India had first come out with anti-dumping duty of up to 266% on import of telecom gear from China and Israel in December 2010 for five years.

The Department of Revenue yesterday issued a notification further extending the anti-dumping duty for five years, up to April 25, 2021.

An anti-dumping duty of 48.42% has been slapped on import of SDHTE from ZTE Corp while the same on Shanghai-based Alcatel-Lucent will be 54.09%.

Imports from Huawei Technologies Co faced an anti-dumping levy of 37.73%.

However, anti-dumping duty on import from Israel's ECI Telecom has been withdrawn. The government had in December 2010 imposed anti-dumping duty on ECI, along with the Chinese firms.

In the previous notification, the anti-dumping duty ranged from 3% to 266%.

A 9.42% anti-dumping duty was imposed on import of telecom equipment from any other manufacturer from Israel.

Hit hard by the anti-dumping duty, Shenzhen-based Huawei Technologies' now plans to set up a new telecom equipment manufacturing unit in the Sriperumbudur special economic zone (SEZ).

The notification said the quasi-judicial Directorate General of Anti-dumping and Allied Duties (DGAD) in its findings published in February this year stated that "there is continued dumping" of SDHTE by Huawei China, ZTE Corporation, Alcatel-Lucent Shanghai and Bell Co.

"Dumped imports were causing injury to the domestic industry in the period of investigation," it noted.

But in the case of HETC, China, "there is negligible dumping in the period of investigation (POI), therefore, there was no likelihood of dumping," it clarified.

DGAD had concluded in its probe that the domestic industry had suffered a material injury on account of dumped imports of the equipment.

Unlike safeguard duties, which are levied in a uniform way, anti-dumping duties vary from product to product and country to country.

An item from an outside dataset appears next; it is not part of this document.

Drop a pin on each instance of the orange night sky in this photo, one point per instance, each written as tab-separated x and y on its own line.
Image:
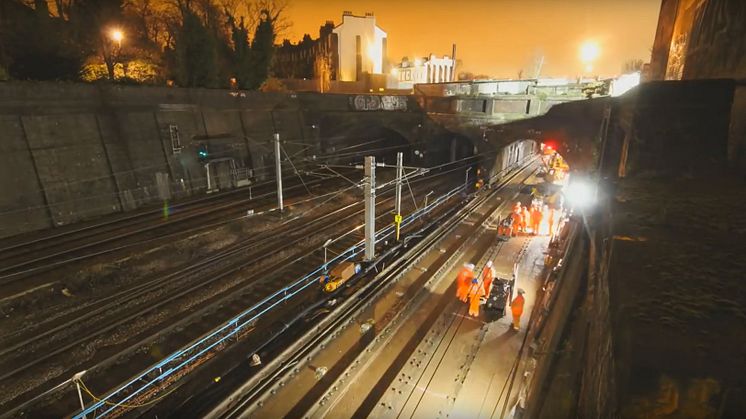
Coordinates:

Anti-dumping probes are initiated to check if domestic industries have been hurt because of a surge in cheap imports.

Countries impose duties within the multilateral regime of WTO. Anti-dumping measures are taken to ensure fair trade and provide a level-playing field to domestic players. It is not a measure to restrict imports or cause an unjustified increase in cost of products.